Evidence

Evidence is often portrayed as the collection of facts who neatly prove a conclusion. Just follow the arrows. Several things of late hurt my brain as others second guess and respond to the sad truth evidence rarely is so neat.

    1. Kendrick Johnson was found dead in a school gym. The local sheriff processed the scene. The Georgia Bureau of Investigations did an autopsy. The ruling was humans are not designed to be upside down so while trapped in an wrestling mat for a long period of time, the brain suffocated as oxygenated blood could not reach it. The family did not buy the result. Trayvon Martin was at the time still a hot topic. The family exhumed the body and got a second autopsy who said he was murdered. CNN got the surveillance footage with gaps. This situation is insanely mess with no where along the line there being all the evidence there ought. Because this is real life not a crime drama, I guess.
    2. The Varieties of Scientific Experience: A Personal View of the Search for God by Carl Sagan talks about various situations such as the search for alien life as allusions for how the lack of evidence is hard. So we keep looking. He also seemed pretty skeptical of the existence of God. As a self-described person who follows the evidence, this should not be too surprising. Because it really means no evidence really will be good enough.

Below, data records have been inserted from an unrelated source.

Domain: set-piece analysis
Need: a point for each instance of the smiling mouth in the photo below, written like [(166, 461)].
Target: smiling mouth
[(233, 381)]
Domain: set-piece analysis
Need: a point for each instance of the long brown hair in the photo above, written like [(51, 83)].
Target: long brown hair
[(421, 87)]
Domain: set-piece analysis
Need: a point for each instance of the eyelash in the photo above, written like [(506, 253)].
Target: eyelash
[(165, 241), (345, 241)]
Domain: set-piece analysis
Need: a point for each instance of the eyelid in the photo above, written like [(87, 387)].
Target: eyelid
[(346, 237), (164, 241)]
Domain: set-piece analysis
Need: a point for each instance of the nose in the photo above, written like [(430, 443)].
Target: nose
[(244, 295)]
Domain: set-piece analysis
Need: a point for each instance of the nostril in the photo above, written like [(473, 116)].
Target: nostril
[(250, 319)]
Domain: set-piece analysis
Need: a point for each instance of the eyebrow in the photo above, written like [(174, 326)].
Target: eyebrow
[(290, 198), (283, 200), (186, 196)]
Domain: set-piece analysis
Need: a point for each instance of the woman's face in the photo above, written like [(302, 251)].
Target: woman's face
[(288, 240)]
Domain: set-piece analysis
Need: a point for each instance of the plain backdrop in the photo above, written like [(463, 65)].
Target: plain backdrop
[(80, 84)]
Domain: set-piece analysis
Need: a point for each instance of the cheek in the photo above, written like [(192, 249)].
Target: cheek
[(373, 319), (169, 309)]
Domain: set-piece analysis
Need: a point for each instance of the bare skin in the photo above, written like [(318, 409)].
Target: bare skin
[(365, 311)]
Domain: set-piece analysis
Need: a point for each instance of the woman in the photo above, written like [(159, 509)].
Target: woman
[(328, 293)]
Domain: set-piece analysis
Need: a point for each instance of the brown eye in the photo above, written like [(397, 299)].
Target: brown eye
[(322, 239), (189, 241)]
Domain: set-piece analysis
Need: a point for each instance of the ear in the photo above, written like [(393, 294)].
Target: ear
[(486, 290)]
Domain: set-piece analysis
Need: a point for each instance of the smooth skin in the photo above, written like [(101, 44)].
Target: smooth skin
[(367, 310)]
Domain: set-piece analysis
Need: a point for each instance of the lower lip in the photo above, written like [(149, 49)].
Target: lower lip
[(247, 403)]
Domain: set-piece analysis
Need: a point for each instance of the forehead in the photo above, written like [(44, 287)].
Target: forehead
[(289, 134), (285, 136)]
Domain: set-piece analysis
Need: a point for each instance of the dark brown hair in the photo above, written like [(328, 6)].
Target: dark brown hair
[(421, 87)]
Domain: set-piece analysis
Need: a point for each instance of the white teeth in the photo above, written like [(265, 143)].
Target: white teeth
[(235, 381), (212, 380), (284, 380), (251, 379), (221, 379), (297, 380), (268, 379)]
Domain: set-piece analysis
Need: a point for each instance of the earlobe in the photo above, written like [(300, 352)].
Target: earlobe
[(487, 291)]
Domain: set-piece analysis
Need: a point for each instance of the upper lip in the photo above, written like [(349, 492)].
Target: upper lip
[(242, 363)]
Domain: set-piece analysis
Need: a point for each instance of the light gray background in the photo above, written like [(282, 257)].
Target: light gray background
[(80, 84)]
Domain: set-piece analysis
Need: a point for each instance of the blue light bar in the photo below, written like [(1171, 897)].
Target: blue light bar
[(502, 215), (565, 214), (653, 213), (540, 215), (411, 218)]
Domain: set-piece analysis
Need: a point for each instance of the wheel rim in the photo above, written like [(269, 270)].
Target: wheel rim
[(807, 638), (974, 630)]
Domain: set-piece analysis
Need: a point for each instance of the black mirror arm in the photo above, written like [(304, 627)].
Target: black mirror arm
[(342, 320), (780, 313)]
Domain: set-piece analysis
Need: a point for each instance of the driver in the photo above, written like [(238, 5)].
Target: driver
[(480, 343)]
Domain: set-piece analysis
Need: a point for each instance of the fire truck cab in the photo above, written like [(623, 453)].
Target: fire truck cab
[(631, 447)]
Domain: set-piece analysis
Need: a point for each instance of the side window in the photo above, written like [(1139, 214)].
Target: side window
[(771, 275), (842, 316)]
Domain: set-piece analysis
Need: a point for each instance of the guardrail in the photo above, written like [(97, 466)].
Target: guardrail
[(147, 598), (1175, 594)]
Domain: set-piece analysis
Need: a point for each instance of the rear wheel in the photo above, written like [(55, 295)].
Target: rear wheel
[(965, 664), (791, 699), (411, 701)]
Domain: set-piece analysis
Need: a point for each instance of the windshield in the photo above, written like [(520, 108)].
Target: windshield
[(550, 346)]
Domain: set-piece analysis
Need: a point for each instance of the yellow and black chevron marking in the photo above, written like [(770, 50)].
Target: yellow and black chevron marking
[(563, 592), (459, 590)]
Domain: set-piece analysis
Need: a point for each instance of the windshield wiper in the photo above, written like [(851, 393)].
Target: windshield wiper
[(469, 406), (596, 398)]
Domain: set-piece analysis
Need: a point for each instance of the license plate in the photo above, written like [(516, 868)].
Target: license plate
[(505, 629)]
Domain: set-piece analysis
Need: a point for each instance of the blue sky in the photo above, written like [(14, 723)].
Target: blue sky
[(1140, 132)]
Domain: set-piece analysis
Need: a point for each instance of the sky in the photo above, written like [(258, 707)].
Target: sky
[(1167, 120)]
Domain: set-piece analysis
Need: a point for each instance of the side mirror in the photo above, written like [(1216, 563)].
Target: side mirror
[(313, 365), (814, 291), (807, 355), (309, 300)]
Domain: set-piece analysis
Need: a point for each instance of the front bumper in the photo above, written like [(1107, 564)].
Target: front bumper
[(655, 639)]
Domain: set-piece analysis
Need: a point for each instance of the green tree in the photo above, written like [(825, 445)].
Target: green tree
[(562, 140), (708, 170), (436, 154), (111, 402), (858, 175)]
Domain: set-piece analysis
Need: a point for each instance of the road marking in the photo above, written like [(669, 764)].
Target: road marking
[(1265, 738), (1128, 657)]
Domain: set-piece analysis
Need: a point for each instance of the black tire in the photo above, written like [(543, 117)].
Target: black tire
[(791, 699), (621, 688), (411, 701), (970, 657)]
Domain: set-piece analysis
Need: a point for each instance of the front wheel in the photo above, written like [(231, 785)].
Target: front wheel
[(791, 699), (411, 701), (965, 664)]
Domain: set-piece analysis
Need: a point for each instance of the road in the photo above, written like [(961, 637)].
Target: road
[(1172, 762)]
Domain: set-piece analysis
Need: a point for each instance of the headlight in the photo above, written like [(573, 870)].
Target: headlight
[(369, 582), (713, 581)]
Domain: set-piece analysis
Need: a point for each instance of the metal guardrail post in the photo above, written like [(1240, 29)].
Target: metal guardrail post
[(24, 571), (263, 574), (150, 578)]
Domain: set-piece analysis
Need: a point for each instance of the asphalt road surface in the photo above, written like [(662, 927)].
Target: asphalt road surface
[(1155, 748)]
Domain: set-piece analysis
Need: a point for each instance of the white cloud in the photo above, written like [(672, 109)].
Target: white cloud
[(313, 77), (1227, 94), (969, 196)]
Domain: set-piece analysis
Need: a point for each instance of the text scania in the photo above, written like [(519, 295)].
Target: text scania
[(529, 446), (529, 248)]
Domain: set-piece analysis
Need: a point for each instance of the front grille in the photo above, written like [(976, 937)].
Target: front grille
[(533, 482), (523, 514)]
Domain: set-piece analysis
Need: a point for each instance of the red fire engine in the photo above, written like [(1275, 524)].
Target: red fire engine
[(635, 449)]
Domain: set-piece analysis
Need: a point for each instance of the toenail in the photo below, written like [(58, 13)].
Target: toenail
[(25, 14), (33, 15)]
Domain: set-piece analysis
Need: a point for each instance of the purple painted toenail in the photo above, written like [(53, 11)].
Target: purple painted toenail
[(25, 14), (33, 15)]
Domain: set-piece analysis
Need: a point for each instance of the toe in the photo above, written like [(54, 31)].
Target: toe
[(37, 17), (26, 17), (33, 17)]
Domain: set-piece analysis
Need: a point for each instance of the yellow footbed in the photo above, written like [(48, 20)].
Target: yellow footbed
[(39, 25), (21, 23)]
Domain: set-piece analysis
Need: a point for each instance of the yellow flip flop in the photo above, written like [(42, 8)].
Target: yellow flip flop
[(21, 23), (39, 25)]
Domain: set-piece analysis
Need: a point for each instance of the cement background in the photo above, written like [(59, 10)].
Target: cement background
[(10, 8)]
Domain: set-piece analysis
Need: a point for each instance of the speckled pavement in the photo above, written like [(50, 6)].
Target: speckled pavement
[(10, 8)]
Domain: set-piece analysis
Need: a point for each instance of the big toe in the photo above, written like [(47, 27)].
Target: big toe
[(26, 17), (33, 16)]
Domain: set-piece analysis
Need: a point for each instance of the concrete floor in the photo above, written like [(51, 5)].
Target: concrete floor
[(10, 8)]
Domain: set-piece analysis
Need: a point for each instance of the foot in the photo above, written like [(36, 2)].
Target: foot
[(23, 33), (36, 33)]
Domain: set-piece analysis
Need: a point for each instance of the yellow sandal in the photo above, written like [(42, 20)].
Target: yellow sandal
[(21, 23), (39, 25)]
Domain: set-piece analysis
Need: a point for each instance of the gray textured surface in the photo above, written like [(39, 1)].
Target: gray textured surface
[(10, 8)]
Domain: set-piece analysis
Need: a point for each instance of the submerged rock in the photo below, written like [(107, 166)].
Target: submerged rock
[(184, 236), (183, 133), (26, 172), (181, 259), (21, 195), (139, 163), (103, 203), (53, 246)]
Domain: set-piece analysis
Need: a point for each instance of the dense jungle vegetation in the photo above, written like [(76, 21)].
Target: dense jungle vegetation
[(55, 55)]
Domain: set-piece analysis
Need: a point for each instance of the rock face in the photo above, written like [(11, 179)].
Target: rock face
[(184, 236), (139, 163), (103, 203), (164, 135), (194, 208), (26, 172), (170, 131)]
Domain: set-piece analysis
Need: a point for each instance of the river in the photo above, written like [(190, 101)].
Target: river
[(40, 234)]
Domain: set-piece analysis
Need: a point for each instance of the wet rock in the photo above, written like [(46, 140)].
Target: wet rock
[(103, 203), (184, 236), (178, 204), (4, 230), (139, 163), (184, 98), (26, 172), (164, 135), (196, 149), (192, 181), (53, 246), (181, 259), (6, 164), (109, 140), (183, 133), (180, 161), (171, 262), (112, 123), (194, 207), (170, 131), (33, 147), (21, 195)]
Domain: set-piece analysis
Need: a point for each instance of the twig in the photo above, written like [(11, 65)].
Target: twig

Facts are facts until they are disputed. Not so much the what as the meaning. (Though sometimes the what in order to change the meaning into a desired one.) One person’s rock solid data point is another’s fuzzy meaningless drivel.

Any time we look at facts or data, our experience also looks at them. They shape the meaning for us. These leaps of intuition are our experience drawing inferences. Sometimes for the good. Sometimes for the bad. Only later do we really discover.

The scientist in me never likes my first answer. I want to prove it wrong. And the second, third, and nth. I want the correct answer and spend as much time as it takes to get there.

The pragmatist in me realizes sometimes I do not have time for the correct answer. Sometimes my best guess will have to do. This disappoints me every time, but I try not to let it get to me.